November 12 is Dia del Cartero — Postman’s Day — in México. The country reserves special days for almost all trades; more than 20,000 postal workers have the day off and citizens will give them a small bonus, typically between 25 and 100 pesos, dependent on how good of a job they believe their mail carrier has done and in appreciation of the work they carry out.
In Spanish, the word for post is correo, from the verb correr, meaning to run. It’s a direct reference to the original ‘message runners’ (corredores) which preceded the formalized postal service. During Aztec times, the main pathways and roads connecting different locations had small towers alongside them, situated apart every six miles (ten kilometers) or so. With these in place, relay runners would carry written messages — as well as other items — using the towers as relay and distribution stations. Legend has it that Emperor Moctezuma ate fresh fish, caught daily off the shores of Veracruz, by means of this relay delivery system.
When Hernán Cortés brought horses from Europe with him following the 1521 conquest, horseback riders replaced runners as a means to carry the messages and goods between the main towns and cities across the country. After 1579, the right to operate the posts was farmed out to members of the nobility, who were known as Correo Mayor de la Nueva España. The most important part of their operation was the route between México City and Veracruz.
In 1742, the administrator of posts in Madrid was ordered to improve the Mexican system, resulting in the 1745 establishment of a weekly post between México City and Oaxaca, followed in 1748 by a monthly service to Guatemala. In 1765, the Spanish crown bought back the rights to the postal service, effectively “nationalizing” the posts.
In 1813, México established its first formal postal service, which delivered regular messages between México City and the provinces each month. In 1824, México’s Treasury Department took over the postal system and this led to the issuance of México’s first postage stamps in August 1856 with a series of five stamps valued in ½ real, 1 real, 2 reals, 4 reals, and 8 reals. These carried the same design of the “father of México’s revolution”, Miguel Hidalgo y Costilla.. After their printing at México City, they were distributed to the district post offices where they were overprinted with their names before being issued to the public. This process was an anti-theft measure as any non-overprinted stamps were considered stolen, hence, invalid.
Further developments of the Mexican postal service took place during the reign of Maximilian, which included the installation of post boxes in urban areas. In 1910, Porfirio Diaz ordered the construction of the country’s main post office, the Palacio Postal, a grand building that remains in operation to this day in the downtown historic district of México City. By this time, trains were also being used to ferry messages and goods around the country.
Today, the use of railways has all but vanished and have yielded to road and air transport systems as the means to deliver post and parcels over long distances. However, the “last mile” of delivery continues to be undertaken by an army of dedicated postmen (and increasingly, women — although it’s still mostly a male-dominated job) on foot, cycle, and motorcycle.

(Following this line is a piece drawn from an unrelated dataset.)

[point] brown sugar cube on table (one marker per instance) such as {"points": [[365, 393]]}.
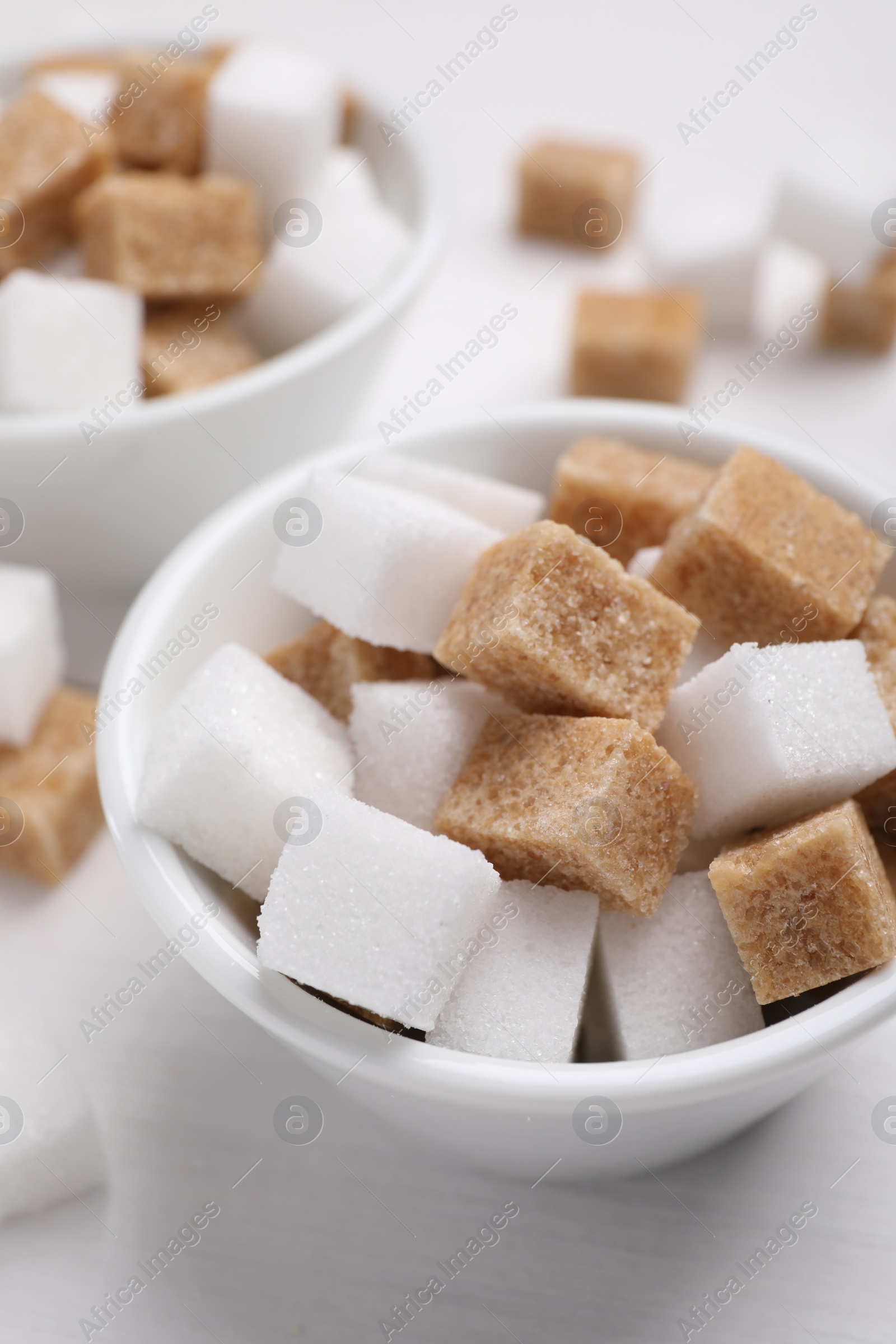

Dia del Cartero was established in México on November 12, 1931, the result of retired army colonel Luis G. Franco peering out his window during a torrential downpour in México City. Franco spotted a postman removing his coat and covering the mail with it so that it wouldn’t become soaked. He was so touched by this act that he petitioned his godfather, President Pascuel Ortiz Rubio, to hold a celebration in honor of the nation’s postmen. This fiesta took place on November 12, 1931, at the penitentiary in México City.
In 1947, México’s Dirección General de Correos issued its first special stamp commemorating the work and efforts of the nation’s postal delivery men, labeling it “Anonymous Hero” (Scott #825). A total of fourteen stamps were issued to mark Día del Cartero in 1997 (Scott #2558, #2559a-d in a block of four, and #256a-i in a sheet of nine).
Scott #C169 was issued on May 16, 1947, the high (1 peso) value in a set of five — two general issue and three air post — stamps marking the Centenary International Philatelic Exhibition (CIPEX), held in New York City from May 17 to 25, 1947, The blue and carmine photogravure stamp, perforated 14, pictures U.S. President Franklin D. Roosevelt — well-known as a philatelist — and a representation of the first Mexican stamp, issued in 1856.